Пережёвываемый Собакарь думал: «Обманул меня Темняк, обманул. Обещал жизнь, получилась смерть, но смерть – это тоже жизнь, только мёртвая, только больно. Потому что жуют зубами, вот губами сосали бы, не было бы так больно».
Отвечает ему мёртвый Темняк: «Улуу-Тойону дали два зуба мы. За меня зуб однорукого утопленника-русского, за тебя, Собакаря, зуб этого дурака Ванойты, третий зуб сам к нам придёт. Жди. Ровно день остался. Мёртвому день как жизнь. День – жизнь, жизнь – день, денжизнь – жизде́нь. В мёртвой жизни всё мёртво. Всё правильно. Понимаешь? Жизнь у нас теперь вечная, потому что мёртвая. Хорошо-то как!.. Видишь?»
Отвечает Темняк мёртвый Собакарю мёртвому: «Вижу».
День выдался не футбольный, ветреный. Тучки покрыли небо.
Телячелов перенервничался весь. Ещё бы, этот алкоголик, этот предатель родины, этот… генерал-полковник всея циркумполярной Руси, перенёс ответственный матч с завтра на сегодня. Едет уже начальство, успел сообщить. И усиленный конвой едет. И архангельцы уже на подлёте. «Успеют, – надеялся замполит. – Только вот обещанного организатора мандалады отпустил говнюк Дымобыков, и ничего-то я не смог с этим сделать. Ладно, отговорюсь». Вспомнил вдруг замполит, как Дымобыков, заполняя анкету, в строке об образовании написал «незаконченное низшее». Хмыкнул громко, почесался, сел, встал…

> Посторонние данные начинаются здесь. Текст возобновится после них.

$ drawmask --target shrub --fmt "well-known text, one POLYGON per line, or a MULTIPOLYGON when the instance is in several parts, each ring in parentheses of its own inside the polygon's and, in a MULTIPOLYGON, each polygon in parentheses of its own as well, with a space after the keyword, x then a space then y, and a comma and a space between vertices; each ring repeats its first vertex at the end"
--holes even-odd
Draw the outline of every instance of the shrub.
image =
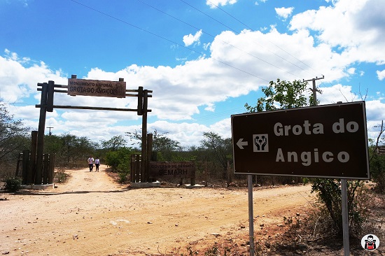
POLYGON ((58 183, 65 183, 69 178, 69 174, 66 173, 64 170, 61 170, 55 173, 55 181, 58 183))
POLYGON ((4 180, 4 188, 6 191, 16 192, 22 187, 22 180, 19 177, 8 177, 4 180))

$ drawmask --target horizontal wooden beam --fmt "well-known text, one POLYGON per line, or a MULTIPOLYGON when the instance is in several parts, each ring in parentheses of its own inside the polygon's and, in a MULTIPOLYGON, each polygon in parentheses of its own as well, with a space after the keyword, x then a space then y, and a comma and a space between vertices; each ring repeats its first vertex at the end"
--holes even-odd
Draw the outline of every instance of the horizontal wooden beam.
MULTIPOLYGON (((35 105, 36 108, 41 108, 41 105, 35 105)), ((96 111, 131 111, 136 112, 137 109, 133 108, 104 108, 104 107, 90 107, 90 106, 58 106, 53 105, 53 108, 71 108, 71 109, 92 109, 96 111)), ((148 109, 147 112, 151 112, 150 109, 148 109)))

Ведерникова всё не было. Совсем распустил подчинённый состав командир дивизии. Впрочем, каков комдив, таков и состав. Ничего, придёт старшина, устроит он ему и за туземца, и за лауреата, за всё, за всё. Никаким меряченьем не отпишется.
Телячелов метался по кабинету.
С глазом его встретилась гильотина, подмигнула глазу, попросила приблизиться. Телячелов приблизился, интересно стало, с чего бы это она. Замполит заинтересовался вдруг, как это при королях французских головы рубили отступникам. Сюда, что ли, совать её, голову-то? Сунул. На что нажимать? Нажал. Сработало. Крови вышло почему-то немного. Стакан примерно. Он ещё, как Лавуазье на казни, моргнул зачем-то, эксперимента ради, левым глазом портрету Сталина, но Сталин не ответил, смолчал. Не до Телячелова было Сталину. Сталин думал о Сталинграде.
С хвостохранилища задувало хмелем. Отстойный запах разлагающегося болота кому нравился, кому нет – женщины прикрывали рты скомканными платками, стойкие мужчины терпели. Трибун было сколочено две. Одна по эту сторону скошенного ко́сами поля, другая – по другую, пониже, для командного состава помельче.
Место главное, на главной трибуне, было пусто – Дымобыков запаздывал. Место рядом, замполита Телячелова, пустовало тоже. Жена Телячелова, Зоя Львовна, теребила возле губы платок, недовольная ядовитым запахом. Шею её грело кашне. Светло-розовое, по краям голубое.